Not all law firms and freelance solicitors are in scope of the UK Money Laundering Regulations 2017 (MLRs 2017). This guide explains which legal professionals are in the ‘regulated sector’ for anti-money laundering purposes.

Our guide to the UK economic crime regime sets out the key pieces of anti-money laundering and economic crime legislation.

The regulated sector

The areas of work in the MLRs 2017 are standalone definitions and do not align with other definitions of legal services.

You will need to therefore decide for yourself whether a matter is in scope of the MLRs 2017.

There is no de minimis for small transactions or limited amounts of work.

If an activity you do is in scope, the regulations apply in full.

Firms/individuals providing reserved legal services

Certain legal services can only be provided to the public by an individual, business or organisation authorised by an “approved regulator”.

The Legal Services Act 2007 sets out the reserved legal activities (section 12 and Schedule 2). They are:

  • rights of audience
  • conduct of litigation
  • reserved instrument activities
  • probate activities
  • notarial activities
  • administration of oaths

The Solicitors Regulation Authority (SRA) is the approved regulator for all the reserved legal activities except notarial activities, which are regulated by the Faculty Office.

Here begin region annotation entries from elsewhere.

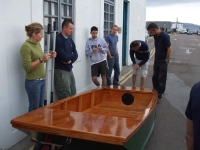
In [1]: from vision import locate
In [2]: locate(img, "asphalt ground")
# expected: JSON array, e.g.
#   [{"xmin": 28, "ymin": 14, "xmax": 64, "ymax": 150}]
[{"xmin": 9, "ymin": 34, "xmax": 200, "ymax": 150}]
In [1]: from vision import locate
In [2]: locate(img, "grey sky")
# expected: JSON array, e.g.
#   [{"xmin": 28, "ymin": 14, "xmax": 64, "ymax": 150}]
[
  {"xmin": 147, "ymin": 0, "xmax": 200, "ymax": 7},
  {"xmin": 146, "ymin": 0, "xmax": 200, "ymax": 25}
]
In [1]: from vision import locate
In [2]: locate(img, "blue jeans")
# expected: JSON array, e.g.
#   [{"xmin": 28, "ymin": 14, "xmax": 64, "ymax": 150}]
[
  {"xmin": 106, "ymin": 56, "xmax": 120, "ymax": 86},
  {"xmin": 25, "ymin": 80, "xmax": 45, "ymax": 112}
]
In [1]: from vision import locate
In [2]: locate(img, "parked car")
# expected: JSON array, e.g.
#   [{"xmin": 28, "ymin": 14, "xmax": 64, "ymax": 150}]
[{"xmin": 187, "ymin": 31, "xmax": 194, "ymax": 35}]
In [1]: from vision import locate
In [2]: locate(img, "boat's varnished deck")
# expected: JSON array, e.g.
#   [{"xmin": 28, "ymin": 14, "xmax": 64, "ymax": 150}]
[{"xmin": 11, "ymin": 87, "xmax": 157, "ymax": 145}]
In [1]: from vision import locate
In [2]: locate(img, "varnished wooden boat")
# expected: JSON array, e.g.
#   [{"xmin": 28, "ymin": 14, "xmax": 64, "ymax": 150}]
[{"xmin": 11, "ymin": 86, "xmax": 157, "ymax": 150}]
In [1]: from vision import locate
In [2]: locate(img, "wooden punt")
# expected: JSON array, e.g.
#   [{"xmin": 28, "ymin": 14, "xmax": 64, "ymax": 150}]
[{"xmin": 11, "ymin": 86, "xmax": 158, "ymax": 150}]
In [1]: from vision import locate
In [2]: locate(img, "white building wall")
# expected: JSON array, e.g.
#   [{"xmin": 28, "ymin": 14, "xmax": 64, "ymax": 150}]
[
  {"xmin": 0, "ymin": 0, "xmax": 43, "ymax": 150},
  {"xmin": 0, "ymin": 0, "xmax": 146, "ymax": 149}
]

Read the SRA’s guidance on firm authorisation

Legal or notarial service providers

Independent legal professionals who provide legal or notarial services on behalf of customers (including planning, executing or assisting) in financial or real property transactions concerning:

  • the buying and selling of real property or business entities
  • the managing of client money, securities or other assets
  • the opening or management of bank, savings or securities accounts
  • the organisation of contributions necessary for the creation, operation or management of companies
  • the creation, operation or management of trusts, companies, foundations or similar structures

Trust and company service providers

Trust and company service providers (TCSP) who provide any of the following services:

  • forming companies or other legal persons
  • acting, or arranging for another person to act:
  • as a director or secretary of a company
  • as a partner of a partnership
  • in a similar capacity in relation to other legal persons
  • providing a registered office, business address, correspondence or administrative address or other related services for a company, partnership or any other legal person or legal arrangement
  • acting, or arranging for another person to act, as:
    • a trustee of an express trust or similar legal arrangement
    • a nominee shareholder for a person other than a company whose securities are listed on a regulated market

Tax advisers

Tax advisers who provide material advice, assistance or advice in connection with the tax affairs of others, whether provided directly or through a third party.

Read the SRA's tax adviser guidance and watch its on-demand recording on what tax advisers need to know about anti-money laundering.

Out of scope activities

There is no definitive list of legal activities that do not fall within scope of the MLRs 2017.

The SRA says that although a type of legal work, such as litigation, might be considered out of scope, "a particular matter could be drawn into scope if, for example, you were to set up a trust for the client as part of the matter.”

See the SRA’s guidance on the scope of the MLRs 2017

The application of the UK sanctions regime to firms not regulated by the MLRs will need to be evaluated on a case-by-case approach when deciding whether a matter is in scope.

Learn more about the UK sanctions regime

If you are unclear, you should seek independent legal advice.